One of the many things I learned in 2022 is that I have a particular knack for understanding, analyzing, and optimizing the costs of data platform infrastructure. These skills were born out of both curiosity and necessity in the current economic climate, and have led me to start a small consuhltancy on the side: Buoyant Data. Big data infrastructure can be hugely valuable to lots of businesses, but unfortunately it’s also an area of the cloud bills that is frequently misunderstood, that’s something that I can help with!

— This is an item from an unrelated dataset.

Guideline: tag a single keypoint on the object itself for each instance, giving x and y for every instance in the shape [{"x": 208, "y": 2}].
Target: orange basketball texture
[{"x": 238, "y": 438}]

Mike Julian from The Duckbill Group once made the proclamation that the way to actually save money in AWS is to design your infrastructure to be cost-effective. “Optimization” techniques can only take you so far, and once you’ve burned through all the optimizations, you may find yourself needing to further reduce the cost of your infrastructure and have no more “fat” to trim! In the first blog post I outline a “reference architecture” for a data platform which I know is cost-effective, easy to manage, and lends itself well to growth.

Planning for sensible, cost-concious growth is very important. With most data platforms as they start to prove their value, the organization will bring even more workloads to them. If you give a data scientist a good platform, they will find themselves wanting ever more from that data platform, and Buoyant Data can help make sure that growth is sustainable and the value to the business is easy to identify as well.

Please add the Buoyant Data RSS feed to your reader, as I have a number of blog posts queued up already with some gratis tips and tricks for understanding the cost of your data platform! 😄

The technology stack for Buoyant Data is something I cannot wait to write more about. After funding the creation of delta-rs as part of my day job, I am utilizing the library in a big way to build extremely lightweight and cost-efficient data ingestion pipelines with Rust and AWS Lambda. There’s still plenty of space for Apache Spark on the querying and processing side, but as DataFusion matures, I’m looking forward to exploring where that can fit into the picture.

There’s a lot of evolution happening right now in the data and ML platform space, I’m really looking forward to growing Buoyant Data in my spare time!